Rebecca Sanchez, Grassroots Leadership
We need to be on top of this. Our community needs to be on top of it. Just because we put this on paper, that doesn’t mean anything without community accountability.
The Freedom City bills were shaped by a coalition of social justice organizations in Austin including the Workers Defense Project, Grassroots Leadership, and United We Dream. The policy does not outright ban the requests for ICE detainers that are at the heart of the SB 4 deportation pipeline. Instead, it represents a flanking maneuver. “We actually took a page from the pro-life movement,” Sanchez says. “Things like waiting periods, reporting requirements—all those things where you’re not attacking the law directly. What you’re doing is chipping away at access to it.”
It’s an unlikely inspiration, perhaps, but an effective one. The legislation was passed unanimously by Austin’s City Council in June 2018 and put into effect that fall. Since its implementation, organizations elsewhere in Texas, including in El Paso, Dallas, and San Antonio have pursued similar measures to reduce arrests for low-level crimes. It’s a flexible framework that allows for locally relevant modifications—indeed, San Antonio, a far more conservative town than Austin, was able to pass a version of “cite-and-release” legislation for low-level crimes.
If there is a broader lesson that can be taken from the fight over SB 4 it might be this: The legacy of SB 4 is the network of connected communities and organizations that has emerged in its wake—an authentic, grassroots movement bound together over shared values. “There’s no millionaire or really smart lawyer who’s going to come save us,” says Jose Garza, of the Workers Defense Project. That can make the work of resistance arduous, slow, and uneven. But it is adaptable, and it is durable. Marshall Fitz, Managing Director of Immigration at Emerson Collective, says that if anything, restrictive laws like SB 4 tend to spur social change. “Extreme measures like this that create a crisis are galvanizing,” he says. “And if that galvanizing effect takes root in not an incidental way but in a deeper way, then you’ve got an opportunity for a movement to emerge, and for political and policy changes to occur.”

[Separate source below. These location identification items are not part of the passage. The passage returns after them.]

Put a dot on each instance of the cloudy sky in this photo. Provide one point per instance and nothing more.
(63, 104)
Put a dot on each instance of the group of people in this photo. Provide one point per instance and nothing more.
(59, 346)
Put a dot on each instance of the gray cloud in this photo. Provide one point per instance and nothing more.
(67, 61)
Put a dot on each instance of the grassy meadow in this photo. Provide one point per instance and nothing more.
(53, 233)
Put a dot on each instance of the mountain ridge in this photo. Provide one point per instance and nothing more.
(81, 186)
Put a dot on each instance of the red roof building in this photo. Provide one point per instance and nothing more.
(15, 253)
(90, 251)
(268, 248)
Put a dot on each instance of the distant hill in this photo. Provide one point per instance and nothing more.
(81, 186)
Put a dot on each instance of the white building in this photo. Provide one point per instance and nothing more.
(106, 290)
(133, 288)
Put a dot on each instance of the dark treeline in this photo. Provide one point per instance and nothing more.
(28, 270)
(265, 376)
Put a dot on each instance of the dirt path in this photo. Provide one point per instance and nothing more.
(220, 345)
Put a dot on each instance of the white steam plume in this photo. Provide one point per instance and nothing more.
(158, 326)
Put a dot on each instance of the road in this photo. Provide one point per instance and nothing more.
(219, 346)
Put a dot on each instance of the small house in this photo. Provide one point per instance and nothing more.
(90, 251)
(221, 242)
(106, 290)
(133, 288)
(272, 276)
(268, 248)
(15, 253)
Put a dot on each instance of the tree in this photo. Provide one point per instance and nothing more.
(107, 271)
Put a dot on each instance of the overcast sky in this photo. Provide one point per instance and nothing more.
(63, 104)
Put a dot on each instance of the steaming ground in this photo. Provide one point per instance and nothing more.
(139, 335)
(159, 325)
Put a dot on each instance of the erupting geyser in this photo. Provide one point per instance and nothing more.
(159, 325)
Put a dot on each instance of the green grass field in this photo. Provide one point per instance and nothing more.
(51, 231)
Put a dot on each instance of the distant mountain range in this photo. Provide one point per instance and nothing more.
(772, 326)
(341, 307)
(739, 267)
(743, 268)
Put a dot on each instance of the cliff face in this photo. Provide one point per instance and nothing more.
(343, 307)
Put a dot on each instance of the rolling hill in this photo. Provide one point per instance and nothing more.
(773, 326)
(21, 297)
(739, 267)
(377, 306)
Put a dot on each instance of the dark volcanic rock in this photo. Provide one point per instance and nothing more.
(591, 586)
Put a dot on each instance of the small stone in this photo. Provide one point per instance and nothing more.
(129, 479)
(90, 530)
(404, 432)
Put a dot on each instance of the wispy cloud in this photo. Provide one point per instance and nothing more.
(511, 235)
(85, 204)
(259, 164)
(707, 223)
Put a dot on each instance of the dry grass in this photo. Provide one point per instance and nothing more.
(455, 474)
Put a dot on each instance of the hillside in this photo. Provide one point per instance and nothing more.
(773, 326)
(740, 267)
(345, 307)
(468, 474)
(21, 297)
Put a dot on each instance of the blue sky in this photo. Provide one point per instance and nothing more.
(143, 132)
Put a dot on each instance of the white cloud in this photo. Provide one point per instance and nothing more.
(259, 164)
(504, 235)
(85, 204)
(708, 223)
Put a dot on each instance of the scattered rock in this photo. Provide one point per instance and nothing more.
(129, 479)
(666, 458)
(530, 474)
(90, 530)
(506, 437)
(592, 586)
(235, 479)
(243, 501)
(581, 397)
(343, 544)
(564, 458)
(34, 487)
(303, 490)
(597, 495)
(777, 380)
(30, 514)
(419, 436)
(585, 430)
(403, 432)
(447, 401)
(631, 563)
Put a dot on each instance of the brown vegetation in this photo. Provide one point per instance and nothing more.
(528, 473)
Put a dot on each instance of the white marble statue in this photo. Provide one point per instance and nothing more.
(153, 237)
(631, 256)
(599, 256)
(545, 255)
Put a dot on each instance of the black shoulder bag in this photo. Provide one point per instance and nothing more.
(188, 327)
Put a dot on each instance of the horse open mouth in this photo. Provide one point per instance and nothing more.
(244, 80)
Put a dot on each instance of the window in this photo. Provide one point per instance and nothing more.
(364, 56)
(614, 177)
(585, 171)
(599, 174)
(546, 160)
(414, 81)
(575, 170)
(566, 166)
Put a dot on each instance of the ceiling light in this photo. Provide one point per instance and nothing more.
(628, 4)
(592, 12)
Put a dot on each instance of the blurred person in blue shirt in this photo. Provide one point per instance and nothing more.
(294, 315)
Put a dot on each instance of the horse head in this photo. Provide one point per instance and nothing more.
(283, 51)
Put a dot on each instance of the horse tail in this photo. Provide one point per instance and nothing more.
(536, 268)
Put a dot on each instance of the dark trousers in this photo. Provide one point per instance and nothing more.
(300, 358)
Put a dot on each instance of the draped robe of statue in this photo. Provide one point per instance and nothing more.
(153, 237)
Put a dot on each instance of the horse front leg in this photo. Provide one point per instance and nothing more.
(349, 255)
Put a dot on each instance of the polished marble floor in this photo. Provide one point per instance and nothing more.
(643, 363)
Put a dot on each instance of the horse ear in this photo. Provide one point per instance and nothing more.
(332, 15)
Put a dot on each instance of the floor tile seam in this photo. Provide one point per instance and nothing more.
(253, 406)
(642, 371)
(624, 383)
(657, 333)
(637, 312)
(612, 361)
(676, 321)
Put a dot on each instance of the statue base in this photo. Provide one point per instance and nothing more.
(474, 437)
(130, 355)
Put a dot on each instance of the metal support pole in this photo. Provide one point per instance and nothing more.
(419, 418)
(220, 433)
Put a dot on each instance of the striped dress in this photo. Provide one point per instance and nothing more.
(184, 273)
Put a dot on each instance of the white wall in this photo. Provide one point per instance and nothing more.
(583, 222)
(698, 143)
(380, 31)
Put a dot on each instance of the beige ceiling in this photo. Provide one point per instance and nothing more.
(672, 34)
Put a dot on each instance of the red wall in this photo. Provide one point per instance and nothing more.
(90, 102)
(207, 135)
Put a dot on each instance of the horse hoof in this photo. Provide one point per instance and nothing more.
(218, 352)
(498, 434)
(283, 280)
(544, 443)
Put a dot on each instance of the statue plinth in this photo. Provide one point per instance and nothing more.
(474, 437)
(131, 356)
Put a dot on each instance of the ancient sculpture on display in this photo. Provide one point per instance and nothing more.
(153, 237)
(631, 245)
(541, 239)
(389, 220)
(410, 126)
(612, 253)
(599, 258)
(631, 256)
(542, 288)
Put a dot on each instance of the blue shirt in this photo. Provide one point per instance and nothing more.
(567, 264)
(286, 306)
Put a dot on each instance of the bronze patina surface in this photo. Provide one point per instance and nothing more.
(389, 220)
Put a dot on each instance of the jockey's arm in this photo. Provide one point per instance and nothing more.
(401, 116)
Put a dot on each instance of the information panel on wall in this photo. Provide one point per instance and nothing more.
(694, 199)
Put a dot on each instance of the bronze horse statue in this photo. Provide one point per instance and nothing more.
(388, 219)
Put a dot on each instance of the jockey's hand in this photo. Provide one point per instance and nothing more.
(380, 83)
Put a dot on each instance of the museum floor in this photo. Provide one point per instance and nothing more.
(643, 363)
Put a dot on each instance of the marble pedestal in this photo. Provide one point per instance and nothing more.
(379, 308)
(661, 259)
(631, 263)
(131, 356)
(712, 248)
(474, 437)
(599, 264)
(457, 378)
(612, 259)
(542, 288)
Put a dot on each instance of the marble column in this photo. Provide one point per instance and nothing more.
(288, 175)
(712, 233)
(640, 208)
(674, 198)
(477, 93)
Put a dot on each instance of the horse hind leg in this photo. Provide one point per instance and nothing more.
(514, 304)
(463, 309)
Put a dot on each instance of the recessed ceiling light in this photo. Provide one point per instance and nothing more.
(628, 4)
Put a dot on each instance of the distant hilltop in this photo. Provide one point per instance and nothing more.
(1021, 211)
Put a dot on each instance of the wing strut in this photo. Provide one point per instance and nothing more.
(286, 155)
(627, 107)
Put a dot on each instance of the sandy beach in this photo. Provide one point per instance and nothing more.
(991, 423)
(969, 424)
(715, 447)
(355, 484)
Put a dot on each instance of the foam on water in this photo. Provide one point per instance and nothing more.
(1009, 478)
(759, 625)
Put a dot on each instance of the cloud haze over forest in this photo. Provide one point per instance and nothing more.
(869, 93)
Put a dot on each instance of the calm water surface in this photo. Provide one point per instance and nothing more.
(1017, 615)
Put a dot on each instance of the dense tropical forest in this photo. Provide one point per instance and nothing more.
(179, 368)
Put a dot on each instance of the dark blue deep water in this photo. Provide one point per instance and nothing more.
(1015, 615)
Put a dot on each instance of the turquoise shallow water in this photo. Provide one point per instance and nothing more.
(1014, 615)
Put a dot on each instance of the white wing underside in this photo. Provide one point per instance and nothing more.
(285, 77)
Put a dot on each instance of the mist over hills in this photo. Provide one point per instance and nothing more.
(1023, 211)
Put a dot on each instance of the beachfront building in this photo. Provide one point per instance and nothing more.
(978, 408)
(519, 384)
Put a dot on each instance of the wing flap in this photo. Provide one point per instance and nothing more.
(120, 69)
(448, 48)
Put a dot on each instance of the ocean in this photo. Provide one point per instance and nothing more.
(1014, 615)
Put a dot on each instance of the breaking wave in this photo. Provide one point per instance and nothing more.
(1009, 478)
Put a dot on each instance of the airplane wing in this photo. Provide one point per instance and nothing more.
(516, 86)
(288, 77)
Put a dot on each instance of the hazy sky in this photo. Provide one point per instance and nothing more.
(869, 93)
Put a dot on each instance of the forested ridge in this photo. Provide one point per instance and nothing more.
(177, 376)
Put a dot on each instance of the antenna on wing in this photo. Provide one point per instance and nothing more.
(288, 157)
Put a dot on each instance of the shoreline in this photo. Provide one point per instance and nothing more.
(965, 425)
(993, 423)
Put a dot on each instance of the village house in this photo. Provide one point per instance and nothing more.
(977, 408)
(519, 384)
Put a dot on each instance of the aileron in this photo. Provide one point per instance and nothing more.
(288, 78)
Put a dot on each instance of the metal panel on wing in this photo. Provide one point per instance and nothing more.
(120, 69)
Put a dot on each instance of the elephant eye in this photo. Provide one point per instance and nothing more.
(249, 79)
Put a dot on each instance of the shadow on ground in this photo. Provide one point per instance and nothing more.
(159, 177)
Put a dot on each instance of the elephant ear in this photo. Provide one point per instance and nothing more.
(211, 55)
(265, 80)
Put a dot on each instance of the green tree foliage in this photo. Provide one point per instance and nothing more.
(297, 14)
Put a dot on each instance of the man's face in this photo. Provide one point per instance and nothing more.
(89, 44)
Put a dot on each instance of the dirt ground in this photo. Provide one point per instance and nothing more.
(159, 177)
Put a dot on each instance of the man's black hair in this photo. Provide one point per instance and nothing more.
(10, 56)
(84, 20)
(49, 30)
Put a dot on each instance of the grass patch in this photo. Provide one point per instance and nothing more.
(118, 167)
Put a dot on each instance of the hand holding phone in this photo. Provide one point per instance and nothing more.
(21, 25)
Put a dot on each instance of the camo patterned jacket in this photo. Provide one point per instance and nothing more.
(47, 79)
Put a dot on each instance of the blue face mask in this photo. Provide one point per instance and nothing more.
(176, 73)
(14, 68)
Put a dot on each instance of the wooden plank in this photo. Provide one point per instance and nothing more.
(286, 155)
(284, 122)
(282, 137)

By tapping into the collective power that this network of individuals, communities, and organizations has built, a path forward in the fight for immigrants’ rights has been illuminated. And that has people thinking even bigger than its current fight. “In some ways, our dreams are much bigger than repealing SB 4,” Libal says. “There is the racist version of Texas that we hope to disassemble. But there’s also the Texas that I believe exists in corners, in pockets of this state. That’s what we want to replicate, scale, and grow. This whole thing is really about the positive vision of the state that we’re working to build.”